As Living Cities correctly asserts, however, both the head and heart are needed to understand the structural causes of racial inequality. A Head, Heart and Hands (HHH) framework (map), emphasizes developing an understanding of racial inequality using both logic and theory (the head) as well as the feelings and emotions from personal experiences (the heart) before moving to action by identifying solutions (the hands). Albuquerque’s My Brothers Keeper efforts in Unmuting the Voice of Youth of Color to Help Lead Social Change (map) applied this framework to hear directly from young men of color about their suggestions for improving the cradle to career pipeline.

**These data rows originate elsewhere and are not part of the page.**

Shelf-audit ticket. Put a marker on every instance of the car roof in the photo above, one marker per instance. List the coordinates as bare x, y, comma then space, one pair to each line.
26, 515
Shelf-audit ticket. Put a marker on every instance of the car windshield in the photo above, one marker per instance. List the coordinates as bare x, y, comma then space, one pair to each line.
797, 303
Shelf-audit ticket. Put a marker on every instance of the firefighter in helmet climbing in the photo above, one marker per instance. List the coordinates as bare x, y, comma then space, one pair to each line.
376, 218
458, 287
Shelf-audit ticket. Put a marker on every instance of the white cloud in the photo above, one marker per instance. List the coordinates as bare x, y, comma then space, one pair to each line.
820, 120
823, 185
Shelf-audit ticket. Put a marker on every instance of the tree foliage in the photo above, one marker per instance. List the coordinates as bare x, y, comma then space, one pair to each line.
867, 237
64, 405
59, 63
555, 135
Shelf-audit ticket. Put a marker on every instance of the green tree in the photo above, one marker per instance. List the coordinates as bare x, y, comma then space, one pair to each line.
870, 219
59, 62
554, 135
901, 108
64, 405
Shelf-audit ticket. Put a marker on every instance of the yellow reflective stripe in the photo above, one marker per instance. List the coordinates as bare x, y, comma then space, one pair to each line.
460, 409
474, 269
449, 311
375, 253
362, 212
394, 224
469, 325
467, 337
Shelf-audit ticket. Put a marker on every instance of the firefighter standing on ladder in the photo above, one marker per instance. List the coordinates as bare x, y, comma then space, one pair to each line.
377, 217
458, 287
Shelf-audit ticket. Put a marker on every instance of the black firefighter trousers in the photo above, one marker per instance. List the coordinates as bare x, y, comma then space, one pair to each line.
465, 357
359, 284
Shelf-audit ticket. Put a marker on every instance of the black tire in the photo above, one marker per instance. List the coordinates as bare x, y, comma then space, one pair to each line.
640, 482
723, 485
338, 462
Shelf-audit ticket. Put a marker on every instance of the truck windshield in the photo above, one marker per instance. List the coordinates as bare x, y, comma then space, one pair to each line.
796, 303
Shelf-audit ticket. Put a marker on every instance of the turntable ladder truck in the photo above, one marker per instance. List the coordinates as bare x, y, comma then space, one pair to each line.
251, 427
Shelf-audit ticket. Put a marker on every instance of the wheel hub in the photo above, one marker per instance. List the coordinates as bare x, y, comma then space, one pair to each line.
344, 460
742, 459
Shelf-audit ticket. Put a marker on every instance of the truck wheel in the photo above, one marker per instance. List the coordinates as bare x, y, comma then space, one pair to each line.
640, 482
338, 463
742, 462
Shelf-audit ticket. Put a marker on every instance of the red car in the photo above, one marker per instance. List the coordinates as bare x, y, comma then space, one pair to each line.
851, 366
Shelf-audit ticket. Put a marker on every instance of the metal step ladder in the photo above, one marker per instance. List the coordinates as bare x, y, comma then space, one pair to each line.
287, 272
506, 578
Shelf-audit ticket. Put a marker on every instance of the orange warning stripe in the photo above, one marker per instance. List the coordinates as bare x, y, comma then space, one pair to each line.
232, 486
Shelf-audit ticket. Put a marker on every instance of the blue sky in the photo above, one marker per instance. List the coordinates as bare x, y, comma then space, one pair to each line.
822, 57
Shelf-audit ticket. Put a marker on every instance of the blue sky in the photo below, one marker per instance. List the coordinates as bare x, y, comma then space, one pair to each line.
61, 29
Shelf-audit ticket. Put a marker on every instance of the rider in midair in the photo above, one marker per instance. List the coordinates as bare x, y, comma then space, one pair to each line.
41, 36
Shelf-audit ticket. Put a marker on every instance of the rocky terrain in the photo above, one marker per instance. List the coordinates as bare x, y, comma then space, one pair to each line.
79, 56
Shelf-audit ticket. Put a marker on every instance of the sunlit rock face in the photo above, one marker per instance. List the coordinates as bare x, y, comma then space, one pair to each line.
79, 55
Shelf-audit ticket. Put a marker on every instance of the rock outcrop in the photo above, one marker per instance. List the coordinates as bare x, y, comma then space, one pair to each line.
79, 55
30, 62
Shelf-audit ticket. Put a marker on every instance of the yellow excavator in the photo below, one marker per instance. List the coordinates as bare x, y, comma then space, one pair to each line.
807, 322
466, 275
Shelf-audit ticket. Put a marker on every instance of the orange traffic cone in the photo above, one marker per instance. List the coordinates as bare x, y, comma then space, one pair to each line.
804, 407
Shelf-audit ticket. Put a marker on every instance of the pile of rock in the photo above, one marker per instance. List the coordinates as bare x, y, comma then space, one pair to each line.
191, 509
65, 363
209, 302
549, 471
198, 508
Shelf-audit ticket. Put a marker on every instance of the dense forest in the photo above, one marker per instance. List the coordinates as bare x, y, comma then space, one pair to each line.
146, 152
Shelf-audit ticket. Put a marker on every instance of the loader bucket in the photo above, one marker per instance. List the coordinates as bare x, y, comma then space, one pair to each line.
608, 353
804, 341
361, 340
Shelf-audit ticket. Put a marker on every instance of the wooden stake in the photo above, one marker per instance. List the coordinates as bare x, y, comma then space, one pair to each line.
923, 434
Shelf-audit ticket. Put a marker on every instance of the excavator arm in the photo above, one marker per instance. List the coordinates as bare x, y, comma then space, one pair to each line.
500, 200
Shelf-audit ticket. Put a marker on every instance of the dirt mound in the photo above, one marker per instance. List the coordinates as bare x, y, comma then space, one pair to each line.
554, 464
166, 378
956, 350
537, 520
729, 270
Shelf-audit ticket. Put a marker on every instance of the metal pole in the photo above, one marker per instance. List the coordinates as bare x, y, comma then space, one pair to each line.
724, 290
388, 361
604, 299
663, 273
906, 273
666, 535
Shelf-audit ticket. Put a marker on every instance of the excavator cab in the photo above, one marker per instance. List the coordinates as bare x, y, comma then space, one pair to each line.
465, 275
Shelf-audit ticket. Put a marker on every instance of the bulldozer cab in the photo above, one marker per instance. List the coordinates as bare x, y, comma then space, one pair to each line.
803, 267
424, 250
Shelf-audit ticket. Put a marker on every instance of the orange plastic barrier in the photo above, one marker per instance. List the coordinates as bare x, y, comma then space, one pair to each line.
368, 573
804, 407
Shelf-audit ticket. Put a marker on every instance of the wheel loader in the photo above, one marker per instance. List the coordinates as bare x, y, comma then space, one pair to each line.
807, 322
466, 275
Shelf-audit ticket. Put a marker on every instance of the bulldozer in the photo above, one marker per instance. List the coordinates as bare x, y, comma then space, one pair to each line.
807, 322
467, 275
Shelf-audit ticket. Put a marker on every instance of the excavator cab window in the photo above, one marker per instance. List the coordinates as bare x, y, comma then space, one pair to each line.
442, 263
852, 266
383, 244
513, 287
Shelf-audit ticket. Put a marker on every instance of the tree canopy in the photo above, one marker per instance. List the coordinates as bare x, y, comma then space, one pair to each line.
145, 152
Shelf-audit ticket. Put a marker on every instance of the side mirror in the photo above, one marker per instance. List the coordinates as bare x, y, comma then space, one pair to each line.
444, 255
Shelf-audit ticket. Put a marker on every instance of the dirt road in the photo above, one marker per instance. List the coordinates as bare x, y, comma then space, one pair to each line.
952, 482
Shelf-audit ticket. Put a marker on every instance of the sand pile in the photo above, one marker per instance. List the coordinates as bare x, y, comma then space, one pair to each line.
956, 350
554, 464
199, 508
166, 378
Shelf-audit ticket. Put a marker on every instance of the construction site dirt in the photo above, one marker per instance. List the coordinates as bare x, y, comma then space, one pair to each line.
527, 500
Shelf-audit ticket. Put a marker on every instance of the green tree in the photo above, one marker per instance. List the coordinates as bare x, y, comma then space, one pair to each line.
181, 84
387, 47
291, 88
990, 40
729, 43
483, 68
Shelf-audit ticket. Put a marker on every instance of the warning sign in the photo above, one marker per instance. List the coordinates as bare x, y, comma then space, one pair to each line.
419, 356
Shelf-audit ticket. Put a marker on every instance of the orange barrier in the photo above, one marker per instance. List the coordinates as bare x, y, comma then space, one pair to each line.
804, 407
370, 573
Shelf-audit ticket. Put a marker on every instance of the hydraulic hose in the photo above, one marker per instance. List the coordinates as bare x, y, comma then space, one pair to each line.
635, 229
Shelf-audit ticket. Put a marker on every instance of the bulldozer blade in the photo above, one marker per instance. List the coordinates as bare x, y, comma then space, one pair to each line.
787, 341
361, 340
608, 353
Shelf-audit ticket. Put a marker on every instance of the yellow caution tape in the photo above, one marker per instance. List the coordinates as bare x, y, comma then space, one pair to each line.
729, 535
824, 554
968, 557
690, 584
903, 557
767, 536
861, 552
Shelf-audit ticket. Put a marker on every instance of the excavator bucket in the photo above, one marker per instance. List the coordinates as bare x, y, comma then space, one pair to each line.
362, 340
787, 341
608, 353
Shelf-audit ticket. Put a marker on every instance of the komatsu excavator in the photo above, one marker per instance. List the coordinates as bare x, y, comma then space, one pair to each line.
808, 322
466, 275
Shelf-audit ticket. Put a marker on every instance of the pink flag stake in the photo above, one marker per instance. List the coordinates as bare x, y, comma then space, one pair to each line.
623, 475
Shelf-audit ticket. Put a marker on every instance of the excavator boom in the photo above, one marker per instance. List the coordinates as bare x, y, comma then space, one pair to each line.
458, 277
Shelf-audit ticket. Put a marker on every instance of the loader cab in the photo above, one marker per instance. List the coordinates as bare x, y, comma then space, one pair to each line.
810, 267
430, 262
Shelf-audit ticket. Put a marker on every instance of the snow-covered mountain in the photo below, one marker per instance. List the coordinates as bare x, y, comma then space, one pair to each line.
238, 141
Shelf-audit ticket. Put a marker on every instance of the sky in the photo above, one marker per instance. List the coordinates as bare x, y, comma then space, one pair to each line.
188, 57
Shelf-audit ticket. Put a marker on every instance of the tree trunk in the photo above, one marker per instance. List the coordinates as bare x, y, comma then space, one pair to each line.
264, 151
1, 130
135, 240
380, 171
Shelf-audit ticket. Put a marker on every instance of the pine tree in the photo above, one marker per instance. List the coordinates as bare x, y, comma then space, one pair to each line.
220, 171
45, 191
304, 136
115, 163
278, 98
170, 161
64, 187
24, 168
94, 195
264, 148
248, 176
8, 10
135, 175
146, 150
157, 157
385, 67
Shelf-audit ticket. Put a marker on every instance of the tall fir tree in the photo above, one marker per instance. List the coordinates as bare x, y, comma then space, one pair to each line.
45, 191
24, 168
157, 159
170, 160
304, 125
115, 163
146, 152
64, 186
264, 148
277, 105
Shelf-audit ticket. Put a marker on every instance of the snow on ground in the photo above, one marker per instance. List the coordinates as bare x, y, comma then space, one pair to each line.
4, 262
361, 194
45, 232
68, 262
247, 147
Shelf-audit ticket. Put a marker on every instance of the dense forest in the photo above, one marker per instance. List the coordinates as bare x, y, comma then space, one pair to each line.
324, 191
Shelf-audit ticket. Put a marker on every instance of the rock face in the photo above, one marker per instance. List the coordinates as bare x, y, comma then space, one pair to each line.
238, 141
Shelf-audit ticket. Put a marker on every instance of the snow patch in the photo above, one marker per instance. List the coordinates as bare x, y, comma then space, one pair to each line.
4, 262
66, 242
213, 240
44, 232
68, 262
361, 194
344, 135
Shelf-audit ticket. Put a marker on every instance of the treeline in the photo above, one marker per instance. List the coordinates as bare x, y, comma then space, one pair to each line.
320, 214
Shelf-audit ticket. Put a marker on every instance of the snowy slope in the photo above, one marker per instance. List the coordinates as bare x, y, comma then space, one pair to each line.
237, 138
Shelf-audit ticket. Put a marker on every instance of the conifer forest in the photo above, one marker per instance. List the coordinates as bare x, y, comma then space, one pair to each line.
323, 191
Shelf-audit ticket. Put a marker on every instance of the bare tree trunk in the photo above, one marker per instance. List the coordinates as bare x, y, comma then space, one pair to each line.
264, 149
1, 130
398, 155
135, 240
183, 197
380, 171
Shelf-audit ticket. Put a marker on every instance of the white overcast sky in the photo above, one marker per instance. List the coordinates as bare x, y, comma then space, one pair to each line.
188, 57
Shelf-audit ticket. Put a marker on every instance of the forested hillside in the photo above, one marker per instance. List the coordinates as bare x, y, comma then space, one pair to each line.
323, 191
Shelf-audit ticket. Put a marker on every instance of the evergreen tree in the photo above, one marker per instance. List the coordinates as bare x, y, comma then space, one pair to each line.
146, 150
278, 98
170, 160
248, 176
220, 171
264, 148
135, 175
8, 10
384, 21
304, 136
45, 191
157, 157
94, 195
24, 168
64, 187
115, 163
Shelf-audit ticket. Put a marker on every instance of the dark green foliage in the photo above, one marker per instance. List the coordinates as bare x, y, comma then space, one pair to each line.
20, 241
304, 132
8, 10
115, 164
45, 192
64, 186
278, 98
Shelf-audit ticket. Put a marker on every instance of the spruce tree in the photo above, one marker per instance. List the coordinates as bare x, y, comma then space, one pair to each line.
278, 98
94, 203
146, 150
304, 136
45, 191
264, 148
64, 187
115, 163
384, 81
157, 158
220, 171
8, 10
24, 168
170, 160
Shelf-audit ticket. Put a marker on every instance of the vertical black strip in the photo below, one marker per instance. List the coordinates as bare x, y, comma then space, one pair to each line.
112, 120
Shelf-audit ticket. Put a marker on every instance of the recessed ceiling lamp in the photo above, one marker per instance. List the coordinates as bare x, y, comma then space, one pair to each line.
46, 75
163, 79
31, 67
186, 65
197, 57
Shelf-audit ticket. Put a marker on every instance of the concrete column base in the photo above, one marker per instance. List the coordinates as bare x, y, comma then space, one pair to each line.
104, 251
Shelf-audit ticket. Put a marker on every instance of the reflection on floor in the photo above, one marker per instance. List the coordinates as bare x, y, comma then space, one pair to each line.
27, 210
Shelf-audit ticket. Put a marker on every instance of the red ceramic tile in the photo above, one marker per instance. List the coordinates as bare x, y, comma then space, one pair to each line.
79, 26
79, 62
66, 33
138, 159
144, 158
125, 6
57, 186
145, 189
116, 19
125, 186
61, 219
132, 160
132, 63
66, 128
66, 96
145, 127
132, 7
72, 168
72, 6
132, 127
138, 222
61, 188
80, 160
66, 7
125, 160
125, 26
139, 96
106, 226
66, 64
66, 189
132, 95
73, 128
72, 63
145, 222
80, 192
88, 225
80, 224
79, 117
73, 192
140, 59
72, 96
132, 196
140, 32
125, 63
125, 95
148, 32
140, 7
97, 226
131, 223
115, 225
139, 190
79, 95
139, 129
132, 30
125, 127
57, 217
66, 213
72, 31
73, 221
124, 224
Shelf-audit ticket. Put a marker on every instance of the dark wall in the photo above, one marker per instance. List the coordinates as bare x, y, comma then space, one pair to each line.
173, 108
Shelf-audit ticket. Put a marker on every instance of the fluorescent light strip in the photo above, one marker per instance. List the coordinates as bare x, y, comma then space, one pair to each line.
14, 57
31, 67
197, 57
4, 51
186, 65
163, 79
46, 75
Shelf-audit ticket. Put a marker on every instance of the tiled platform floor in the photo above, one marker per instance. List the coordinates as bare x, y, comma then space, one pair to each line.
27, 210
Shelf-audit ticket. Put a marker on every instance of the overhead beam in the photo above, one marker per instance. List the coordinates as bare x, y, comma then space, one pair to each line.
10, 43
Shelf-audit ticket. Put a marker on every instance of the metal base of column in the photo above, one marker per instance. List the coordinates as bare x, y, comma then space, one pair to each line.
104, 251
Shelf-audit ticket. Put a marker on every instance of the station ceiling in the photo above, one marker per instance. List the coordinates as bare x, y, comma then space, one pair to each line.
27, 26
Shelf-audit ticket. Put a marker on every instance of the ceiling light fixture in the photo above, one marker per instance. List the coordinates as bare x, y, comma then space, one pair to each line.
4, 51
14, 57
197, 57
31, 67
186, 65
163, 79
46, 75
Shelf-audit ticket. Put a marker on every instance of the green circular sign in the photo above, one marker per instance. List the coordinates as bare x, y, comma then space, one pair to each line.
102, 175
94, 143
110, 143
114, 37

This can be more in keeping with the softer systems thinking approaches explored through the NCP Direct Democracy and Systems Thinking, especially Exploring with the Dialogue, Deliberation and Systemic Transformation Community to Discover New Possibilities parts 1, 2 & 3. The follow-up, A Map for a Pathway to New Community Paradigms, illustrates the challenge of spanning these two systemic perspectives, hard data and soft connections, into one. This can potentially be extended even more deeply as discussed in The What, Why and How of Design Thinking and Collective Impact part 2 of 3, particularly with the potential of Art as a Path of Social Disruptive Innovation Towards New Community Paradigms. One newly discovered example and one that might add another H for healing to the Head, Heart and Hands (HHH) framework (map) is the group Hidden Voices.

Engaging with community members of color is critical then to ensuring that social change efforts are sensitive to the different lived experiences and historical contexts of people of color in the U.S.

Collective impact initiatives that target racially and ethnically diverse communities need community members of color to be “at the table” in the literal sense that is, as an integral part of the accountability and governance structures that define how the cross-sector partnership operates as explained by Needle-Moving Collective Impact Guide : Capacity and Structure, (map) one of Three Guides to Creating an Effective Community Collaborative for Needle-Moving Collective Impact by the Bridgespan Group.

Living Cities goes on to ask the question again (map), Why Involve Community in Collective Impact At All? (map). Their answer is that community members of color need to be engaged at least at the levels of involve, collaborate or co-lead to truly influence how collective impact efforts promote equity. However, the chart that Living Cities provides in the first article still does not include the promises made by both IAP2 and Tamarack which were raised at the start of this endeavor. This is not to suggest some failing by Living Cities, they are correct as far as they go but without the promise, the conversation is far more unilateral.

The Kumu map, instead refers back to the element, originally used in the first module, for the IAP2 community engagement continuum of goals (map) which has been reconfigured making it possible to jump to one of three different sector maps in which it plays a role.

Equitably partnering as established by a government institution such as a city hall with its community members could include, for example, offering two-way translation services to all stakeholders when working with non-English speakers. True equitable partnering though would involve community empowerment including on-the-street efforts such as Urban Habitat Boards & Commissions (map) providing explicit training to community members of color to occupy more formal positions of leadership locally. This then involves the continuing development of resources identified in Week 2 of this course (map) focused on Amplifying Voices of Community Members (map).